O novo mundo
Eu posso ouvir seus pensamentos por detrás de suas máscaras vazias e superficiais. Eu enxergo em suas retinas os olhares de julgamento e de lamentação. A calamidade de tais julgamentos gera calafrios em minha espinha, e eu me deparo, com estranheza, com um mundo ao qual sinto não pertencer. Me viro para os lados e só enxergo pessoas que dançam como marionetes, e um baile de fantasias que segue intermitentemente, até que cada um ceda ao estágio conhecido como morte. Ainda não sei qual seria meu lugar frente a esta falsa folia, na qual todos se obrigam a acreditar. O bem mais precioso de cada qual - aquele que nos é dado em nossos nascimentos, para carregarmos durante nossos trajetos, e devolvermos no fim de nosso percurso neste plano - tem se resumido apenas à uma chuva de exigências impostas não por nos mesmos, mas por pessoas, às quais sequer sentimos alguma afeição, para que possamos ser inclusos em seus seletos grupos de “bem-sucedidos, sem sucesso algum”.
Recebemos sorrisos, que esbanjam falta de sinceridade, e um aperto de mãos por abaixarmos a cabeça e nos sujeitarmos a seguir o caminho que nos foi predeterminado ainda mesma em nossa fase fetal. Para aqueles mais ousados, que tem o ato rebelde de se voltar contra tal doutrina, resta apenas as feições desgostosas de uma sociedade perdida nas sombras de sua própria hipocrisia. No final, seus pecados não serão esquecidos. Esteja onde estiver, vivo ou morto, rico ou pobre, a hora há de chegar. Os erros cometidos somente podem ser apagados à base de sangue e lágrimas daqueles por quem foram cometidos.
As lembranças ainda me vêm à cabeça, e vejo com nitidez o seu sorriso sádico, enquanto me deixava para morrer logo após o braço mais caloroso de nossas vidas. Foram de fatos tempos difíceis. O tempo não passa da mesma forma quando se está sozinho no escuro. Estaria mentindo se dissesse que todas as mágoas obtidas por uma vida tão melancólica foram curadas.
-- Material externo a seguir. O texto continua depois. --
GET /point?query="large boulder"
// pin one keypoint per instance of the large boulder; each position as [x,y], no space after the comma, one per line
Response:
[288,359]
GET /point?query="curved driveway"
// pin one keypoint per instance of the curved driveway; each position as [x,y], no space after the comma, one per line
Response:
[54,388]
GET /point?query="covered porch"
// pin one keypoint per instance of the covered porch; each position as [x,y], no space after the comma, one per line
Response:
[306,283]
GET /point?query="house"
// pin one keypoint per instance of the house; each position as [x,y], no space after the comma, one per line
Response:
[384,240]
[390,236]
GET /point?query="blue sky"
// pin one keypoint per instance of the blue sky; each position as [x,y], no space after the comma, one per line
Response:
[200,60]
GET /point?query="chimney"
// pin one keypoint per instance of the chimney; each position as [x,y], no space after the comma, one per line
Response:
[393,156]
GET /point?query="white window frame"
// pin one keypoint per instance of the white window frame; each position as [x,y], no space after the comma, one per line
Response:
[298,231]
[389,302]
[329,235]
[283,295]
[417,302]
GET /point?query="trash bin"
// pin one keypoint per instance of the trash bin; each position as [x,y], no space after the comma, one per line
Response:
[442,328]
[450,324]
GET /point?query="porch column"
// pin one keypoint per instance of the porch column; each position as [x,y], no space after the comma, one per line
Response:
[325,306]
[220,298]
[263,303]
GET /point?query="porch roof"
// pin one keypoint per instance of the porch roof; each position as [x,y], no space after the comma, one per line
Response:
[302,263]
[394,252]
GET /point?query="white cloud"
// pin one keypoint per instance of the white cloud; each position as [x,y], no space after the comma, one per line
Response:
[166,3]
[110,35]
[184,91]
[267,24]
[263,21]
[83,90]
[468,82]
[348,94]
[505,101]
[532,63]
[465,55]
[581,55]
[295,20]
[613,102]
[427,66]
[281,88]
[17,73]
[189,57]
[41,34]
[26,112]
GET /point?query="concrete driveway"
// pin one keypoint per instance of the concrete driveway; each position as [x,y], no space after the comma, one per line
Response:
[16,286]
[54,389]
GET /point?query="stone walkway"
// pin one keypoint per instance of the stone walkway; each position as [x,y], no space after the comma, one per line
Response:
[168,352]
De fato, consigo me esquecer de alguns fragmentos, mas cada castigo aplicado a mim ainda está marcado em minha pele, e sempre que olho para as marcas, parte do ódio retorna ao meu ser, e novamente sinto vontade de guiar minha existência por rumos que até mesmo eu desconheço. No final, volto a mim mesmo depois de muito batalhar internamente. Não serão seus erros que me enviarão ao inferno... pelo menos não hoje.
Os dias parecem ter passado mais rápido para uns do que para outros. Eu não tenho pressa alguma, afinal apressar os anos implica em apressar sofrimentos. Provavelmente não nos encontraremos mais, e assim eu desejo. Não desejo que sua presença alveje com nebulosidade e sujeira os caminhos por onde eu passarei. Não me sujeitarei mais a tamanha tortura. Como um pássaro que morre e ressuscita das cinzas, eu me reergo agora, e declaro que deste momento em diante minha existência se baseará apenas em guiar minhas asas rumo a cada um de meus sonhos, enquanto a trilha deixada por mim rumo aos céus torna-se a luz que iluminará o céu de um novo mundo. E que fique dito.